Vortice formation induced by laser filamentation in gas
Experimental setup for the femtosecond laser-induced airflow formation. A femtosecond laser beam is generated by a chirped-pulse amplification laser system. A green laser beam is used as the probe beam and co-propagates with the femtosecond laser beam into the chamber.
Intense femtosecond lasers can achieve self-guided transmission over a long distance in the Earth's atmosphere, which provides a more environmentally friendly alternative to current technologies for local weather control and rainmaking/snowmaking. Researchers from the State Key Laboratory of High Field Laser Physics, Shanghai Institute of Optics and Fine Mechanics (SIOM), Chinese Academy of Sciences (CAS) conducted a series of studies about water condensation induced by femtosecond laser filamentation. Recently, this team proved that vortices formed both below and above the filaments in different ambient gases. The details of the study are reported in Chinese Optics Letters, Vol. 14, No. 3, 2016 (Vortices formation induced by femtosecond laser filamentation in a cloud chamber filled with air and helium, corresponding author: Prof. Jiansheng Liu).

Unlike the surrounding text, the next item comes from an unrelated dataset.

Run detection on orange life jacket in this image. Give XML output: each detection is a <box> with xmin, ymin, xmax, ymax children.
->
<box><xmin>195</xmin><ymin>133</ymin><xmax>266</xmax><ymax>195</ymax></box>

The laser-induced water condensation has been confirmed both in the atmosphere and in a cloud chamber. In this process, laser-induced airflow was identified to play a key role in water condensation and snow formation. However, the conditions and the formation mechanism for vortices have not been fully understood yet.
In order to understand the mechanisms of the formation of the laser-induced airflow, airflow generation in different ambient gases was observed. The experimental and theoretical results show that vortices always form both below and above the filaments. In the experiments, femtosecond filaments were generated when intense ultrashort laser pulses were fired into a cloud chamber filled with air or helium. Vortex motion induced by laser filaments in a cloud chamber filled with air was observed only below the filaments, while vortex motion in a cloud chamber filled with helium was observed both below and above the filaments. The airflow in the cloud chamber was simulated by numerically solving the continuity energy and momentum equations of gas while using laser filaments as heat sources. The simulation results show that vortices also form above the filaments in air. The airflow above the filament was not observed in the experiments with air because of the formation of smaller particles followed by a weak Mie scattering signal. The results are essential for understanding the process of the formation of laser-induced airflow and the mechanisms of water condensation.
The following work will be focused on the physical mechanisms of vortex formation using different experimental methods and theoretical simulation in order to lay foundations for achieving weather control by lasers.
激光丝在气体中诱导涡流的形成
图片说明:飞秒激光诱导气流形成实验装置。实验中,啁啾脉冲放大激光系统输出超短飞秒激光脉冲,绿光激光被用作探测光,飞秒光和探测光同轴射入云雾室。
飞秒强激光在大气中能够实现长距离(千米、甚至几十千米量级)自导传输,为局部天气控制并实现人工降雨、降雪提供了极具潜力且更加环保的新途径。中国科学院上海光学精密机械研究所强场激光物理国家重点实验室的研究团队在该方面做了一系列的工作并取得一定成果。近期,该团队通过实验观察了不同气体氛围中形成的涡流,证实了光丝周围都存在涡流运动。相关研究成果发表在Chinese Optics Letters 2016年第3期上(Vortices formation induced by femtosecond laser filamentation in a cloud chamber filled with air and helium, 通讯作者:刘建胜研究员)。
目前,激光诱导水凝结在云雾室和现实大气中皆被证实。激光诱导产生的涡流在水凝结过程中起着十分重要的作用。然而,人们对涡流形成的条件和机理还没有完全了解。
为了理解激光诱导形成的气流,科研人员首先将超短激光脉冲入射到空气或氦气中,形成一串等离子体通道,俗称激光丝。他们在空气中只观察到了光丝下方明显的涡流运动,而在氦气中光丝下方和上方都观察到了明显的涡流运动。理论模拟中,科研人员将光丝设定为一个热源,然后根据气体的连续性方程、能量以及动量方程,运用二维模型数值模拟了云雾室内气流的运动,从理论上证明在空气中光丝上方也存在涡流运动。空气氛围实验中观察不到光丝上方的气流运动是由光丝上方形成的凝结颗粒较小导致的。该研究结果对理解光丝诱导气流运动的形成过程及相关机理有重要意义。
后续工作主要是利用不同的实验方法及数值模拟对激光诱导水凝结的物理机制进行更为深入的研究,从而为实现激光控制天气奠定基础。